Mumford & Sons: Wilder MindMusic Reviews Mumford & Sons
If you look at Mumford & Sons’ Facebook page these days, it clearly states, “Genre: Rock.” It may not actually be a new development editorially, but sonically, that sentiment sounds about right on the British group’s third album, Wilder Mind. It’s a strange evolution for Marcus Mumford and the lads, who spawned a movement of folk, bluegrass and Anglicized Americana suitable for mass-consumption with 2007’s Sigh No More. Because Wilder Mind is the type of mainstream rock record that proliferated in the late ‘90s and early 2000s—more musical and authentic than the schlock around it, but homogenous and fleeting.
If 2012’s Babel was the effort to expand on the success of Mumford & Sons’ debut, Wilder Mind is the record a band makes to prove it isn’t pigeonholed in one style. Wilder Mind is the equivalent of the sophomore slump; it just came one album out of succession.
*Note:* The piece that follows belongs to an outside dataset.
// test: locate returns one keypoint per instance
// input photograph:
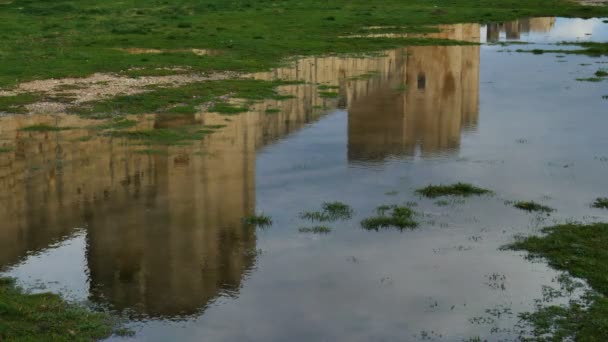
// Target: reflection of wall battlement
(514, 29)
Most notably, Winston Marshall trades his banjo for an electric guitar and Mumford himself spends more time behind a full drum kit. Plus, with The National’s Aaron Dessner behind the booth, Wilder Mind includes more electronic synths and swells (“Snake Eyes,” “Ditmas”), rather than acoustic guitar strums, upright bass slaps, and foot stomps. The band rips out guitar solos on opening track “Tompkins Square Park” and the bridge of lead single “Believe.” They harmonize less often throughout, leaving Mumford solo in the spotlight even on the most bombastic songs like “The Wolf” that sound like the Sons of olde.
The most confusing part about Wilder Mind is that Mumford & Sons had already become a mainstream act before this LP. Now, though, they just sound like they fit part.